The multi-modal encoder unit 106 is operable to determine a correlation between the user text embedding vector and the user image embedding vector. The multi-modal encoder unit 106 can map tokens described by the user text embedding vector to features in the user image embedding vector. The mapping helps enrich a contextual understanding of the query 112. Therefore, if the query 112 is “Should I be concerned with this?”, there would be mapping to an object in the image 110 and it can be determined that “this” is in reference to the object, for example, a femur. The multi-modal encoder unit 106 is operable to generate a user joint representation of the user text embedding vector and the user image embedding vector. This multi-modal encoder unit 106 can translate the user joint representation to the same common embedding space as the image-text representation 500. The user joint representation can be in the form of a high-dimensional vector.

The answer unit 108 can generate an answer to the query 112. The answer unit 108 generates an answer token by token based at least in part on the user joint representation and the image-text representation 500. In some embodiments of the present invention, the answer unit 108 can alter the image 110 to highlight a target object of the query 112. The answer unit 108 can select an object based on the user joint representation to determine. The answer unit 108 can further visually alter the object for highlighting purposes on a user's graphical user interface. For example, the answer unit 108 can alter the image pixels to change a color of the object, add a border to the object alter the image pixels of the balance of the image 110 (e.g., blur the rest of the image 110). This allows a potential user to feel confident that a generated answer is in response to the query 112.

In embodiments of the present invention, the answer unit can further alter image pixels of objects related to the query 112, but not the target of the query 112. If in the event that a related object is not detected in the image 110, the answer unit 108 can retrieved and image of the object from a database and provide an image of the related object via the graphical user interface. For example, a query 112 may be targeted to an image of a liver suffering from hepatic encephalopathy (HE). HE can affect the functioning of the nervous system and the brain. The answer unit 108 can be trained to recognize related effects of a condition. In this situation, the answer unit 108 can determine whether either a nervous system is in the image 110. If so, the answer unit 108 can alter the nervous system image for highlighting purposes. The highlighting can be distinct from the liver highlighting.

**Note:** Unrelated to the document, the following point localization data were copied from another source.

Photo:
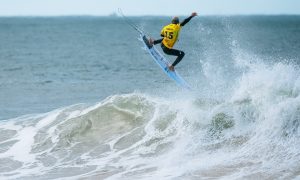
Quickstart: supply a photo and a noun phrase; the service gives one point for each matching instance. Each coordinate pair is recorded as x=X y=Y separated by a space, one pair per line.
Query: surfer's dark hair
x=175 y=20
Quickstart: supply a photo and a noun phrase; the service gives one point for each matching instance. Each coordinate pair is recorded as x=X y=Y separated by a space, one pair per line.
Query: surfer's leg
x=174 y=52
x=179 y=54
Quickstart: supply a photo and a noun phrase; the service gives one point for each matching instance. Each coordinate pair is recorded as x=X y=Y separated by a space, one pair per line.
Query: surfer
x=170 y=35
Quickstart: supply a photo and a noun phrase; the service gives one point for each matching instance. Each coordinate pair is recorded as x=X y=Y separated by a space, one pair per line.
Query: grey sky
x=147 y=7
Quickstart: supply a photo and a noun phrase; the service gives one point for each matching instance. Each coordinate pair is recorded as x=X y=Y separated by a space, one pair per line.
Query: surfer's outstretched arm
x=188 y=19
x=153 y=42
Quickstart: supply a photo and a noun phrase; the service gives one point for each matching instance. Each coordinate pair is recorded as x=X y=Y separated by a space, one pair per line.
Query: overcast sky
x=147 y=7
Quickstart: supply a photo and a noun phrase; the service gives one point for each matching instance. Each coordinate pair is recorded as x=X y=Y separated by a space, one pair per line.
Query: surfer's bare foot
x=171 y=68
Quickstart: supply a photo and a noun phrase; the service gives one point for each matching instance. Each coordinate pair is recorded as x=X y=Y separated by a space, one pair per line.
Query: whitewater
x=241 y=121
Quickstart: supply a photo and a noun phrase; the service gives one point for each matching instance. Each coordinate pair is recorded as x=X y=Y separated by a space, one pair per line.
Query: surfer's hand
x=151 y=41
x=171 y=68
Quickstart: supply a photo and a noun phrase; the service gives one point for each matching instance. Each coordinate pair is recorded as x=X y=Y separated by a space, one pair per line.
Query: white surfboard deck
x=163 y=63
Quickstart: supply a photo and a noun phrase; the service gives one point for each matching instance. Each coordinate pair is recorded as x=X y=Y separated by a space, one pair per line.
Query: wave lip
x=253 y=134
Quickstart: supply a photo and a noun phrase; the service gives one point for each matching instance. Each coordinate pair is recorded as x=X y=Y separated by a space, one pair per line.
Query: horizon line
x=146 y=15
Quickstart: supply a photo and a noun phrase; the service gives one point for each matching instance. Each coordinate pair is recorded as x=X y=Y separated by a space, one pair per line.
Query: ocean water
x=80 y=99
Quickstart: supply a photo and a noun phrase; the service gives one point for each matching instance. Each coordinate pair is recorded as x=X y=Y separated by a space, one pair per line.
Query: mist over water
x=103 y=110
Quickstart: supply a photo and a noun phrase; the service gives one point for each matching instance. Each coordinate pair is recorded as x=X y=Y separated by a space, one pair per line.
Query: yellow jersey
x=170 y=34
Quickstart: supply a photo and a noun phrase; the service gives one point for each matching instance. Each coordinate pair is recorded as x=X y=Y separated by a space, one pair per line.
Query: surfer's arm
x=188 y=19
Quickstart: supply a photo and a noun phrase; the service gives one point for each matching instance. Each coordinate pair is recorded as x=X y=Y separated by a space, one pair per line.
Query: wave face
x=253 y=134
x=241 y=121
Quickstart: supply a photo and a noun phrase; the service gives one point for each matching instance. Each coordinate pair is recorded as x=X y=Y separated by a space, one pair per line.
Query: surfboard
x=157 y=56
x=163 y=63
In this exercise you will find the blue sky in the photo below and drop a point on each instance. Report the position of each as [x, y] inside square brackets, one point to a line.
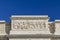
[29, 7]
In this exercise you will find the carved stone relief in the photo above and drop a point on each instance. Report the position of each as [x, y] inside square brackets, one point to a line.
[28, 24]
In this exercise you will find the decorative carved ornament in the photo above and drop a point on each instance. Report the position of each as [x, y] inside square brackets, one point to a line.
[28, 25]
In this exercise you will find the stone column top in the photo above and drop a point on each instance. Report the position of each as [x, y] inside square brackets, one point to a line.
[57, 21]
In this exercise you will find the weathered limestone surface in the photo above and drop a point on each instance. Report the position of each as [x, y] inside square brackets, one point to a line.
[29, 25]
[36, 27]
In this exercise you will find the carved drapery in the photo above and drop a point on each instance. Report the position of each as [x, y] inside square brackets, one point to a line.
[26, 25]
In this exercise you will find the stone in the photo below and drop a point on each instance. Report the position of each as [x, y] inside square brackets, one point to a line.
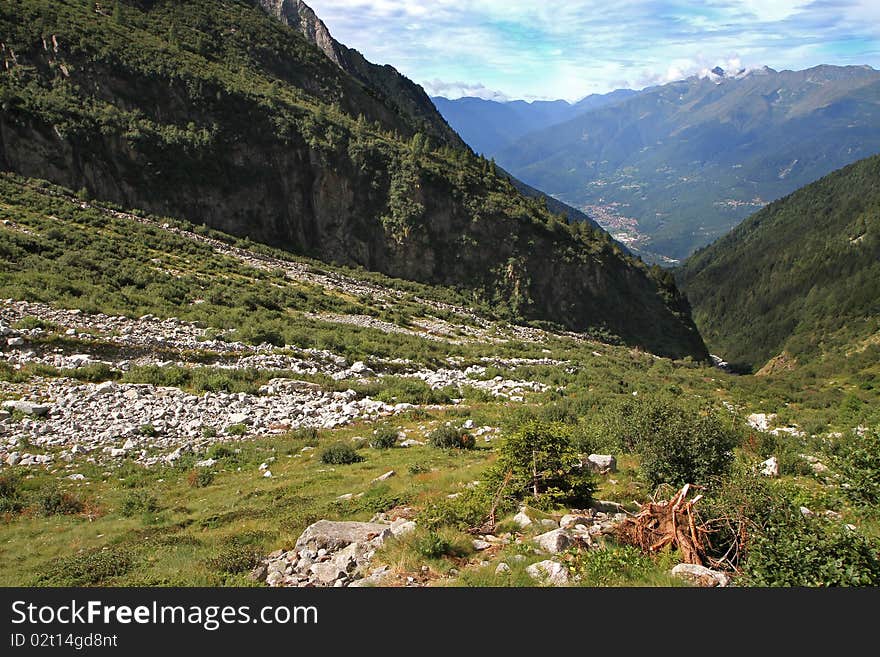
[770, 467]
[331, 535]
[327, 572]
[27, 408]
[522, 519]
[106, 388]
[700, 575]
[555, 541]
[238, 418]
[570, 520]
[401, 527]
[549, 572]
[601, 463]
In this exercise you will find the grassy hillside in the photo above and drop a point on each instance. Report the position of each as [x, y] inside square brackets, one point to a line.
[801, 276]
[218, 113]
[172, 317]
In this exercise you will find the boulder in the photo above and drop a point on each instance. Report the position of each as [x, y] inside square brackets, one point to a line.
[700, 575]
[601, 463]
[770, 467]
[28, 408]
[332, 535]
[555, 541]
[522, 519]
[549, 572]
[570, 520]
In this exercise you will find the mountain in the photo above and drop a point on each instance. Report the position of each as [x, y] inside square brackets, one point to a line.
[490, 126]
[218, 113]
[397, 91]
[677, 166]
[800, 278]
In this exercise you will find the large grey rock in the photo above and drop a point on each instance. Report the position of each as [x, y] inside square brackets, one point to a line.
[570, 520]
[555, 541]
[522, 519]
[700, 575]
[601, 463]
[332, 535]
[28, 408]
[770, 467]
[549, 572]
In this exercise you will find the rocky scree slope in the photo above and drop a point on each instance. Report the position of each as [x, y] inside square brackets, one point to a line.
[219, 113]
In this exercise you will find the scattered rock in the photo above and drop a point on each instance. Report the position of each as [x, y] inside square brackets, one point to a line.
[601, 463]
[522, 519]
[555, 541]
[549, 572]
[700, 575]
[770, 467]
[27, 408]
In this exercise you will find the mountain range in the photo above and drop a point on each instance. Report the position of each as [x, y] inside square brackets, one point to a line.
[249, 118]
[674, 167]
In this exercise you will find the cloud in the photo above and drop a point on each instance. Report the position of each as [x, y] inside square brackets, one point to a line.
[569, 49]
[453, 90]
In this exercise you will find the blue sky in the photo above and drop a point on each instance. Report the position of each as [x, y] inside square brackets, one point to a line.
[538, 50]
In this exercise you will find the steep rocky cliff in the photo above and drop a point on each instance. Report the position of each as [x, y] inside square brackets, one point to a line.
[216, 112]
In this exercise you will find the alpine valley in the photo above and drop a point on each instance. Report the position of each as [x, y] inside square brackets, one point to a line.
[268, 319]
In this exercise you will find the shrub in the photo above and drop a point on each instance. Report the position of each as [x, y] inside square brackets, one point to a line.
[86, 568]
[678, 442]
[200, 478]
[448, 436]
[10, 493]
[235, 559]
[138, 501]
[54, 502]
[859, 465]
[539, 461]
[340, 454]
[384, 437]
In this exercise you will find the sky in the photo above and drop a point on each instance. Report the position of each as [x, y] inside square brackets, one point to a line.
[510, 49]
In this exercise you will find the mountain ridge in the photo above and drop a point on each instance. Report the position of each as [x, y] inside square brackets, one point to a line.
[254, 131]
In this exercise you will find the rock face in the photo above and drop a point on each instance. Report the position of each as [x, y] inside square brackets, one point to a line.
[319, 184]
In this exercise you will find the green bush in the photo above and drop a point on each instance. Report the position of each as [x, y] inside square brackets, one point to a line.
[138, 501]
[235, 559]
[340, 454]
[448, 436]
[540, 462]
[55, 502]
[384, 437]
[859, 465]
[86, 568]
[11, 500]
[678, 442]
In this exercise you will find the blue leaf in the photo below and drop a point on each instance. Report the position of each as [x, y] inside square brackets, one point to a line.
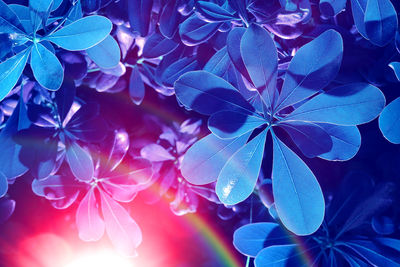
[157, 45]
[46, 67]
[380, 21]
[9, 22]
[261, 60]
[310, 138]
[3, 185]
[80, 162]
[219, 63]
[136, 86]
[298, 196]
[10, 71]
[358, 8]
[233, 46]
[396, 69]
[203, 162]
[170, 18]
[194, 31]
[82, 34]
[346, 141]
[124, 233]
[212, 12]
[280, 256]
[105, 54]
[10, 164]
[239, 175]
[312, 68]
[250, 239]
[350, 104]
[389, 121]
[176, 69]
[230, 124]
[330, 8]
[211, 95]
[140, 15]
[88, 221]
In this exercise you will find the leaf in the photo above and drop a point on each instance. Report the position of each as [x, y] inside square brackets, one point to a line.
[81, 34]
[10, 71]
[157, 45]
[124, 233]
[233, 46]
[346, 141]
[219, 63]
[239, 175]
[80, 162]
[155, 152]
[358, 8]
[105, 54]
[298, 196]
[10, 164]
[311, 139]
[140, 15]
[136, 86]
[170, 18]
[46, 67]
[380, 21]
[212, 12]
[347, 105]
[88, 221]
[211, 95]
[3, 185]
[231, 124]
[250, 239]
[312, 68]
[279, 256]
[204, 161]
[194, 31]
[9, 22]
[389, 121]
[261, 61]
[330, 8]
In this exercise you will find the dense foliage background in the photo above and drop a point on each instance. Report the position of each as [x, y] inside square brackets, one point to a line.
[269, 127]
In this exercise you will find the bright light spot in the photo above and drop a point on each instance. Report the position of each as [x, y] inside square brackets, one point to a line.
[101, 259]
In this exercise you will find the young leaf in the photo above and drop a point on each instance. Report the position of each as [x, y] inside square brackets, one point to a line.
[310, 138]
[203, 162]
[105, 54]
[313, 67]
[3, 185]
[82, 34]
[88, 221]
[389, 121]
[210, 95]
[346, 141]
[298, 196]
[136, 86]
[380, 21]
[194, 31]
[279, 256]
[239, 175]
[140, 15]
[10, 71]
[9, 22]
[261, 60]
[250, 239]
[124, 233]
[231, 124]
[80, 162]
[350, 104]
[46, 67]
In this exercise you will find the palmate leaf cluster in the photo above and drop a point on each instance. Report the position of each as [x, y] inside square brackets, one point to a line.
[266, 88]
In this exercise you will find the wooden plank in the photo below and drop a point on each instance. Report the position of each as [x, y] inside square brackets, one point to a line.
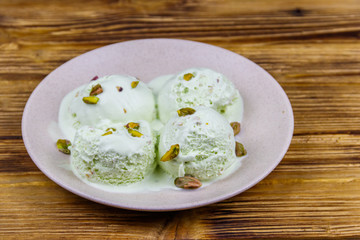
[310, 47]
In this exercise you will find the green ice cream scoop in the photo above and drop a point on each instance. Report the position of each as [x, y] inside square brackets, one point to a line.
[113, 154]
[206, 144]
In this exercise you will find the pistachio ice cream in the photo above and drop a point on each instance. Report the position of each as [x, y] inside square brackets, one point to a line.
[114, 98]
[114, 154]
[199, 142]
[199, 87]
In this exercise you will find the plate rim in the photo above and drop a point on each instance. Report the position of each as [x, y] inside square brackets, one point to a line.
[185, 206]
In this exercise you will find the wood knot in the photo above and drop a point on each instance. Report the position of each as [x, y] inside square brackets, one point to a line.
[297, 12]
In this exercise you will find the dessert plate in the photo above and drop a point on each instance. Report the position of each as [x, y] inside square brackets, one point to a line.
[267, 125]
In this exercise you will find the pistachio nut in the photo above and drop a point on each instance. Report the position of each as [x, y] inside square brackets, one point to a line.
[132, 125]
[134, 133]
[171, 153]
[185, 111]
[63, 145]
[134, 84]
[97, 89]
[236, 127]
[240, 150]
[107, 133]
[90, 100]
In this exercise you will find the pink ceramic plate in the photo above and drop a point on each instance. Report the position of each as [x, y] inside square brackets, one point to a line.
[267, 125]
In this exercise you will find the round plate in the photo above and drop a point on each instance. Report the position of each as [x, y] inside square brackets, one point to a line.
[267, 125]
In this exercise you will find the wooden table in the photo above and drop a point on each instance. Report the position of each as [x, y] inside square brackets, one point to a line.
[311, 47]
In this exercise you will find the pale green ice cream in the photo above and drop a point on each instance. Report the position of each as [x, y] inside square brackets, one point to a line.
[199, 87]
[119, 102]
[113, 159]
[206, 141]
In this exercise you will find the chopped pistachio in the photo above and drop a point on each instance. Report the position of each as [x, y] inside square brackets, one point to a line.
[171, 154]
[132, 125]
[236, 127]
[63, 145]
[107, 133]
[97, 89]
[134, 133]
[90, 100]
[134, 84]
[187, 182]
[188, 76]
[240, 150]
[185, 111]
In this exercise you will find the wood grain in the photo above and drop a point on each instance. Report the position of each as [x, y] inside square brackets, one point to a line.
[311, 47]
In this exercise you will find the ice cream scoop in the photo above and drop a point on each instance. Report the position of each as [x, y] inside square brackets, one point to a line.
[199, 87]
[114, 98]
[114, 154]
[199, 142]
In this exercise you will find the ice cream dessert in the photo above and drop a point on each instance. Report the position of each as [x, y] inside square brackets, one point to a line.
[113, 154]
[198, 141]
[199, 87]
[116, 134]
[114, 98]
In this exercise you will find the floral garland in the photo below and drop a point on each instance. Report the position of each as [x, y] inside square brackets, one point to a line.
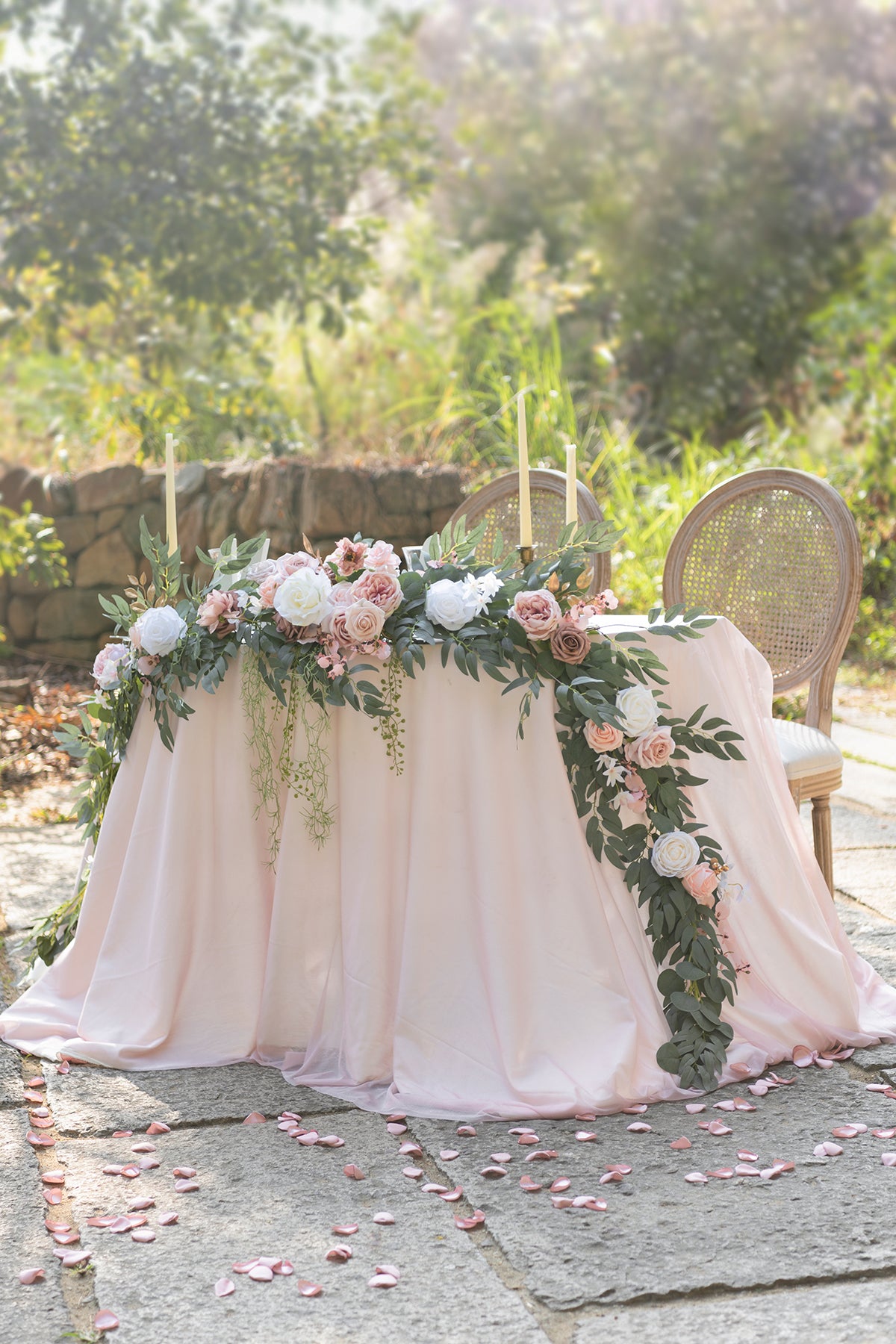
[307, 624]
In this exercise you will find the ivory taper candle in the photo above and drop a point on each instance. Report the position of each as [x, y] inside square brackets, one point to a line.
[171, 505]
[573, 503]
[526, 507]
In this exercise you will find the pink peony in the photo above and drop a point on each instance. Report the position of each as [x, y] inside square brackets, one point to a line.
[702, 883]
[382, 558]
[363, 623]
[381, 589]
[348, 557]
[105, 667]
[296, 561]
[602, 737]
[538, 612]
[650, 749]
[220, 613]
[570, 644]
[267, 588]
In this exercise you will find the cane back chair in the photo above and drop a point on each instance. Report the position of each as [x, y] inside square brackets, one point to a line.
[499, 504]
[777, 551]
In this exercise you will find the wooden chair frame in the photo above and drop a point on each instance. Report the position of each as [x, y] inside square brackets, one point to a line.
[821, 660]
[496, 495]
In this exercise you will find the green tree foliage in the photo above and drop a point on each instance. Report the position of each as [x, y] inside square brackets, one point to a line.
[695, 168]
[202, 168]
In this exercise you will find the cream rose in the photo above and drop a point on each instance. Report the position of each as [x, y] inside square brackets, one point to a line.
[602, 737]
[702, 883]
[652, 749]
[158, 631]
[637, 710]
[363, 623]
[302, 597]
[449, 605]
[538, 612]
[675, 853]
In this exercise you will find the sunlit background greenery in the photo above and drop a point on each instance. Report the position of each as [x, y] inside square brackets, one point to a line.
[352, 231]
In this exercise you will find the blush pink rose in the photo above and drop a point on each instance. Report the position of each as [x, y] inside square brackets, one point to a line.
[538, 612]
[602, 737]
[267, 588]
[348, 557]
[363, 623]
[702, 883]
[382, 558]
[220, 613]
[381, 589]
[650, 749]
[296, 561]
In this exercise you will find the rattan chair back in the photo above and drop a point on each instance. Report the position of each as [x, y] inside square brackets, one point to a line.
[777, 551]
[499, 505]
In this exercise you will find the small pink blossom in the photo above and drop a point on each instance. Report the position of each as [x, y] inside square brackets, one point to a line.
[652, 749]
[348, 557]
[602, 737]
[267, 588]
[538, 612]
[382, 558]
[294, 561]
[702, 883]
[381, 589]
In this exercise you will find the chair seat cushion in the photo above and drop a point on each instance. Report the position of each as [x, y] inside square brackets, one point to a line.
[806, 752]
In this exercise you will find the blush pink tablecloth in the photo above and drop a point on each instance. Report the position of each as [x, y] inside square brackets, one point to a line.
[454, 949]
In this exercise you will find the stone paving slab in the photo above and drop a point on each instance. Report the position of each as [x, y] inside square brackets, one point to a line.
[860, 1312]
[868, 875]
[262, 1194]
[99, 1101]
[662, 1236]
[34, 1313]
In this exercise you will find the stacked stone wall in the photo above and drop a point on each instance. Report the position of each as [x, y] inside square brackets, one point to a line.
[97, 517]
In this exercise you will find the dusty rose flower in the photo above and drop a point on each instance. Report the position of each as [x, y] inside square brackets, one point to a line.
[297, 633]
[538, 612]
[702, 883]
[602, 737]
[381, 589]
[267, 588]
[296, 561]
[382, 558]
[570, 644]
[650, 749]
[220, 613]
[363, 623]
[348, 557]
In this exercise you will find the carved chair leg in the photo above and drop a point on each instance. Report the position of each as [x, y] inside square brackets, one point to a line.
[822, 839]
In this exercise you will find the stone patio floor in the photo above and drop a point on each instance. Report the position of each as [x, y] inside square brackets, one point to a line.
[810, 1256]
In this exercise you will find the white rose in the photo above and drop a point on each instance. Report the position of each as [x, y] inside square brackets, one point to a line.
[449, 604]
[637, 710]
[158, 631]
[675, 853]
[302, 597]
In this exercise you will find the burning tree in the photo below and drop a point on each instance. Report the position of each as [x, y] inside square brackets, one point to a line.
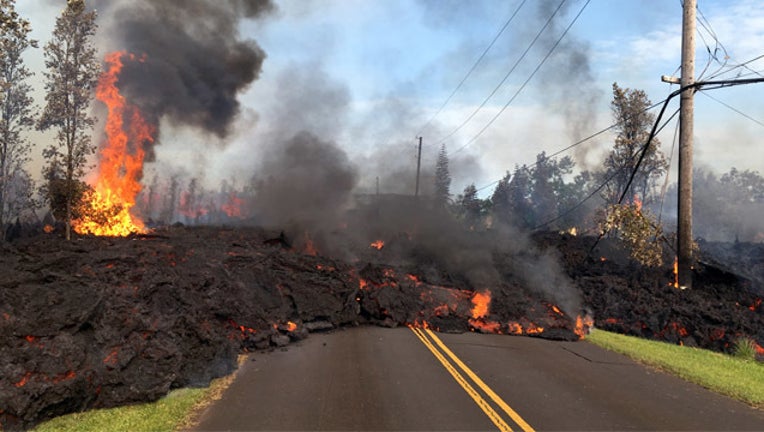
[15, 115]
[442, 179]
[634, 123]
[70, 58]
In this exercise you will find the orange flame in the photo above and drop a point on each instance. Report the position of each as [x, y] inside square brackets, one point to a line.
[583, 326]
[23, 380]
[232, 207]
[637, 203]
[120, 165]
[515, 328]
[480, 302]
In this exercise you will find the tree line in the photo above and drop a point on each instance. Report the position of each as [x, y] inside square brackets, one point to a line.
[72, 71]
[550, 194]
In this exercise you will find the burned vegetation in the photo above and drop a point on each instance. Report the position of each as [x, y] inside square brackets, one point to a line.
[102, 321]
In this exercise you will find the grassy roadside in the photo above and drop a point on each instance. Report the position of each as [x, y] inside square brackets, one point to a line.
[737, 378]
[174, 412]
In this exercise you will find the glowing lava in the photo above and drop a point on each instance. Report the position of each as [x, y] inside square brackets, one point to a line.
[480, 302]
[583, 325]
[120, 165]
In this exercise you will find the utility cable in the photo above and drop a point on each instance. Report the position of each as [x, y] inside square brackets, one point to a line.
[642, 150]
[668, 172]
[581, 141]
[522, 87]
[501, 83]
[472, 69]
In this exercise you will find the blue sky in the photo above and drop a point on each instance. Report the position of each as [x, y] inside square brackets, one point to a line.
[369, 74]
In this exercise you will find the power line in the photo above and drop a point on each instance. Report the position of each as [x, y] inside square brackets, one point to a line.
[641, 151]
[581, 141]
[501, 83]
[472, 69]
[522, 87]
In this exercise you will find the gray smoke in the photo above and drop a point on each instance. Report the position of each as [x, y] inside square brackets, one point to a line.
[567, 77]
[304, 181]
[196, 62]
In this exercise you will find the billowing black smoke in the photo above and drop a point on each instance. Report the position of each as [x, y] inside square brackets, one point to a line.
[195, 61]
[304, 181]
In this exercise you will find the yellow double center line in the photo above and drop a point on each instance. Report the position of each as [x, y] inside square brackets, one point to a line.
[423, 335]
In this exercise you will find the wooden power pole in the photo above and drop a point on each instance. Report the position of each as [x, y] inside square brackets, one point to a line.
[418, 166]
[684, 219]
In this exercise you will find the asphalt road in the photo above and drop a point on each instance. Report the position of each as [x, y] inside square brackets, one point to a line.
[373, 378]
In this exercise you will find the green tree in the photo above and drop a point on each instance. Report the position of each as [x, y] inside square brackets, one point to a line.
[548, 186]
[634, 124]
[469, 207]
[442, 179]
[16, 115]
[72, 74]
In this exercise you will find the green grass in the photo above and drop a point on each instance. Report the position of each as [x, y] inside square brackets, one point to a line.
[739, 378]
[166, 414]
[176, 411]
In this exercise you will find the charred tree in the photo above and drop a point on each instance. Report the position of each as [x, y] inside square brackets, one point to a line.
[16, 115]
[71, 77]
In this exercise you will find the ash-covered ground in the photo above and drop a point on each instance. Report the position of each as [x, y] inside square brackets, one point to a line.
[99, 322]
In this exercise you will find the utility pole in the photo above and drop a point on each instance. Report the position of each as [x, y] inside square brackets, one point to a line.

If the nervous system is not detected in the image 110, the answer unit 108 can retrieve an image of a nervous system and provide an image to the user. The retrieved nervous system image can include the effects of the HE. In this sense, both a medical student and a health care professional receive information regarding related issues.

As used herein, “machine learning” broadly describes a function of electronic systems that learn from data. A machine learning system, engine, or module can include a machine learning algorithm that can be trained, such as in an external cloud environment (e.g., the cloud computing environment 50), to learn functional relationships between inputs and outputs that are currently unknown. In one or more embodiments, machine learning functionality can be implemented using an artificial neural network (ANN), having the capability to be trained to perform a currently unknown function. In machine learning and cognitive science, ANNs are a family of statistical learning models inspired by the biological neural networks of animals, and in particular, the brain. ANNs can be used to estimate or approximate systems and functions that depend on a large number of inputs.

ANNs can be embodied as so-called “neuromorphic” systems of interconnected processor elements that act as simulated “neurons” and exchange “messages” between each other in the form of electronic signals. Similar to the so-called “plasticity” of synaptic neurotransmitter connections that carry messages between biological neurons, the connections in ANNs that carry electronic messages between simulated neurons are provided with numeric weights that correspond to the strength or weakness of a given connection. The weights can be adjusted and tuned based on experience, making ANNs adaptive to inputs and capable of learning. For example, an ANN for handwriting recognition is defined by a set of input neurons that can be activated by the pixels of an input image. After being weighted and transformed by a function determined by the network's designer, the activation of these input neurons is then passed to other downstream neurons, which are often referred to as “hidden” neurons. This process is repeated until an output neuron is activated. The activated output neuron determines which character was read.

Referring to FIG. 6, a process 600 for training a visual question answering system in accordance with one or more embodiments of the present invention is shown. It should be appreciated that all or a portion of the processing shown in FIG. 6 can be performed by a computer system, such as system 100 of FIG. 5. At block 602, an image embedder unit 102 can receive a digital image 202 and a text embedder unit 104 can receive an electronic text document 206 as training instances. The text document 206 can describe an object(s) in the image 202. In some embodiments of the present invention, the image 202 is a medical image, and the text document 206 is a medical report describing an object in the image.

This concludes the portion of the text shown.